- Born: 1828 Nashville, Tennessee, U.S.
- Died: April 22, 1875 (aged 46–47) Baltimore, Maryland, U.S.
- Allegiance: Confederate States
- Conflicts: American Civil War
- Education: Oakland College

= Edward M. Yerger =

American newspaper editor and military officer (1828–1875)

Edward M. Yerger (1828 – April 22, 1875) was an American newspaper editor and military officer. After a career in the newspaper industry, Yerger was arrested for the stabbing death of the provisional mayor of Jackson, Mississippi. His claim of habeas corpus after he was arrested by military authorities was appealed to the U. S. Supreme Court in Ex parte Yerger, a case tried before the Supreme Court of the United States.

==Early life and education==
Yerger was born in 1828 in Nashville, Tennessee, the youngest son of Tennessee Attorney General George Shall Yerger. Edward and his family eventually relocated to Mississippi. Yerger graduated from Oakland College and served as a colonel in the Confederate States Army during the American Civil War.

==Career==
Yerger edited several newspapers, including the Jackson Daily Mississippian, the Jackson Daily News, the Vicksburg Herald, and the Baltimore Evening Journal. On April 6, 1867, while on the staff of the Daily Mississippian, he engaged in a duel with I.M. Patridge of the Herald. Yerger had taken offense to an article that appeared in the latter paper, disparaging the Mississippian. Yerger was also involved in conflicts with Colonel Manlove of the Vicksburg Times and Major Barksdale of the Jackson Clarion. Yerger was later employed by the Vicksburg Herald. He announced his resignation from the staff of the Herald on January 28, 1868. Yerger was described by a historian as "mentally unsound".

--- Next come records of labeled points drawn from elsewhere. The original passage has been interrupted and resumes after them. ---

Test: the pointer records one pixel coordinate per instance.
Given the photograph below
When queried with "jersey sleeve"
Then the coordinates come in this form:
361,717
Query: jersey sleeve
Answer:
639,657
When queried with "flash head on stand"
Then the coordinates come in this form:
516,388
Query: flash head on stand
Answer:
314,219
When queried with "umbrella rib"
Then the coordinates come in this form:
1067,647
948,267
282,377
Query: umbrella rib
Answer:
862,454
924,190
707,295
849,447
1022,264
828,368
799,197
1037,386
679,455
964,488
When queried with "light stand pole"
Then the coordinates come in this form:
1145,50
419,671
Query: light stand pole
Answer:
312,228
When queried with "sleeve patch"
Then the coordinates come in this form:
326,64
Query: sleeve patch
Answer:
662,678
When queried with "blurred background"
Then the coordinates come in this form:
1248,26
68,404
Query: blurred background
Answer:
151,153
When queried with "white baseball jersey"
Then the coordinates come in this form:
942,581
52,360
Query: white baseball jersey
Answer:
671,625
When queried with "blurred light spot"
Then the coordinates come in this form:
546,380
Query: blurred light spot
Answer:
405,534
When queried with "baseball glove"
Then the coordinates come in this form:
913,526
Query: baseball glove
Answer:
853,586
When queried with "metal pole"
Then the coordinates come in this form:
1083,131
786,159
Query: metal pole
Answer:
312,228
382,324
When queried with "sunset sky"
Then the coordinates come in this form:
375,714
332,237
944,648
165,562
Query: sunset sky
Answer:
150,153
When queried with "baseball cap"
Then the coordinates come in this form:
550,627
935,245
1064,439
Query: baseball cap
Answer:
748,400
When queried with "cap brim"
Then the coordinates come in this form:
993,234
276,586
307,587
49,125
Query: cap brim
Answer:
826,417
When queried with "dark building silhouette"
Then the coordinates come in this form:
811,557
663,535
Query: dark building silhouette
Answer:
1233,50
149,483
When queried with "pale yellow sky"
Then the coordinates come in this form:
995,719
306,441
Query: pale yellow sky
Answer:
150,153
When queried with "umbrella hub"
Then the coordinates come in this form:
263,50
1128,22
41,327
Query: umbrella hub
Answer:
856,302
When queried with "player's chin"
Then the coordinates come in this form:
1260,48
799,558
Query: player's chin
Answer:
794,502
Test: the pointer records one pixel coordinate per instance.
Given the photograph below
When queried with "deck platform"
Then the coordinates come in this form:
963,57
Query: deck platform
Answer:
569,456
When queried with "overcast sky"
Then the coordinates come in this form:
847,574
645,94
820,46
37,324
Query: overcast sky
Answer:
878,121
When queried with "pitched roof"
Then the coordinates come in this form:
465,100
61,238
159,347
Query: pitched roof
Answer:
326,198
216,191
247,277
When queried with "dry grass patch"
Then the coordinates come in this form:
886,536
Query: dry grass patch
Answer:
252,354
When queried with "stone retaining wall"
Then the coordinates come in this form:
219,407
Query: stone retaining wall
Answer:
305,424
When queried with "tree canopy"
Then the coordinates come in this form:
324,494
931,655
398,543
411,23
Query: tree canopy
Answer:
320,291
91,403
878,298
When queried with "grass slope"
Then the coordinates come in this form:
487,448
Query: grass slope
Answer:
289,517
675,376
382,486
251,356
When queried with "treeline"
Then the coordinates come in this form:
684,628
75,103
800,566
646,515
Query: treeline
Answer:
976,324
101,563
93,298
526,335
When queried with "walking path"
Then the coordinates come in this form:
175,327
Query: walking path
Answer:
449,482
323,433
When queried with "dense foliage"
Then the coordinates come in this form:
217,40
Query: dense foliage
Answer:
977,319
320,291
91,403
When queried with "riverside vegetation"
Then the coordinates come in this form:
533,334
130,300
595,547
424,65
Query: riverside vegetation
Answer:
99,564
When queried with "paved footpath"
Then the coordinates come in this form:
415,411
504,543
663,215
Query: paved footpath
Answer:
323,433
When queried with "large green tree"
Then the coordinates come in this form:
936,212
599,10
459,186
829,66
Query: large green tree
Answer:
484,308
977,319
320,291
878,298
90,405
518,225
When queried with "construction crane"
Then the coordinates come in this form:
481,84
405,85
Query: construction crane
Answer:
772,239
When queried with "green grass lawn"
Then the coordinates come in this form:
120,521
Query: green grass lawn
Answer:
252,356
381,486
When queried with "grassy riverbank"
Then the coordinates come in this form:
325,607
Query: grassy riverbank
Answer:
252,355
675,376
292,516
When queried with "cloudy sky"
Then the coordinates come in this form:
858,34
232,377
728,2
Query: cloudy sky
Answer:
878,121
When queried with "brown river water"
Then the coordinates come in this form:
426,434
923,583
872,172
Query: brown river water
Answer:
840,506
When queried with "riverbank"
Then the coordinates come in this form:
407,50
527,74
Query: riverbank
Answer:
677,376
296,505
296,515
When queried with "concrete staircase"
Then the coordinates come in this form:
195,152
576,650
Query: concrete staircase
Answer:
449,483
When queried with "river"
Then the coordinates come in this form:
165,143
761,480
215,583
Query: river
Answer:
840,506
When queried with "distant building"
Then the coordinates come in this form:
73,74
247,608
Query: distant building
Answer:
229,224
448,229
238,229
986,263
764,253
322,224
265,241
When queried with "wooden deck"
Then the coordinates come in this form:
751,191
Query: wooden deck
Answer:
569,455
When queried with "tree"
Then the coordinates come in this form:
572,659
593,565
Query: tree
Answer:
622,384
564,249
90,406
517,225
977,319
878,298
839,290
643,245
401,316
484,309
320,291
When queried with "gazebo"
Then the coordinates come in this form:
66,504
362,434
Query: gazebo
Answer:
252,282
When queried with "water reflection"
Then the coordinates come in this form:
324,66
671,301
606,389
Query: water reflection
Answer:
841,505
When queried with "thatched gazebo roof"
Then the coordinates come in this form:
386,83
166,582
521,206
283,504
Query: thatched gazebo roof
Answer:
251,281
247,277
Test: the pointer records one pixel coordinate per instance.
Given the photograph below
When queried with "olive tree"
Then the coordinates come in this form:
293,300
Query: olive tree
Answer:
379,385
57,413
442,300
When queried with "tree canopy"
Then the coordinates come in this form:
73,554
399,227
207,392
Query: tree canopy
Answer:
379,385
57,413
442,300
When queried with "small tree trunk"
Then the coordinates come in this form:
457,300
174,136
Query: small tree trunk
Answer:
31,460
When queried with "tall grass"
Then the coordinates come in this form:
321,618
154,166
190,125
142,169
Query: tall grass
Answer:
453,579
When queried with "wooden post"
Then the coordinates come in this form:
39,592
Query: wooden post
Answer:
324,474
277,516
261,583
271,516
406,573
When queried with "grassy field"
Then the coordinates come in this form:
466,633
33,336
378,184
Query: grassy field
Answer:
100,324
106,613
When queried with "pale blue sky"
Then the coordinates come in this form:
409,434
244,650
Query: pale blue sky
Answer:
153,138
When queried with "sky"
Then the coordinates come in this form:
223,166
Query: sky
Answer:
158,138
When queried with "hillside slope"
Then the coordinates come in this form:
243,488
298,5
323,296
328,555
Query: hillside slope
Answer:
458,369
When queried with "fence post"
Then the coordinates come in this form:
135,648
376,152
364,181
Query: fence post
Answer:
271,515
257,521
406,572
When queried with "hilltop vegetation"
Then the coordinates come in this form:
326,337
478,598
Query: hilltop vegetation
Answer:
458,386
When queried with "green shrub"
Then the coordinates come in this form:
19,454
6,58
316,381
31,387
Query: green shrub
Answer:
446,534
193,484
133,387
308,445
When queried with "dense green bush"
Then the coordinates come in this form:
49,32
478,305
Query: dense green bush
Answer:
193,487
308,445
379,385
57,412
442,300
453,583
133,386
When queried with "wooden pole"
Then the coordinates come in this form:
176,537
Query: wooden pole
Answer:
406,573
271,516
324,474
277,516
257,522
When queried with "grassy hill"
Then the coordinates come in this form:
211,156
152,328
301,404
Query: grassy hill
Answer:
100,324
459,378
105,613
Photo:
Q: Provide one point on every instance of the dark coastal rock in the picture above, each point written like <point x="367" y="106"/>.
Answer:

==Murder of Joseph G. Crane==
In 1869, Major Joseph G. Crane became acting mayor of Jackson, Mississippi by military appointment. Yerger, a resident of Jackson, had refused to pay his taxes in 1867 and 1868. In order to collect the money Yerger owed, Crane seized Yerger's piano to sell at auction. At the time. Yerger was out of town and unable to prevent the seizure. He returned home on June 8, and confronted Crane the next day. An argument ensued and Yerger stabbed Crane to death. Yerger was arrested and set to be tried by a military commission. He was represented by his uncle William Yerger, a former justice on the Mississippi Supreme Court, who sought a writ of habeas corpus from the circuit court. The resulting case, Ex parte Yerger, was heard by the Supreme Court of the United States. Chief Justice Salmon P. Chase concluded that the court had jurisdiction to hear the case, which meant Yerger did not have to be tried by the military commission. The attorney general and William Yerger agreed that Yerger be turned over to civilian authorities for prosecution.

Yerger was never tried for murder, and, after a stint in a Mississippi jail, was released on bail and moved to Baltimore, Maryland.

==Death==
Yerger died in Baltimore, Maryland on April 22, 1875.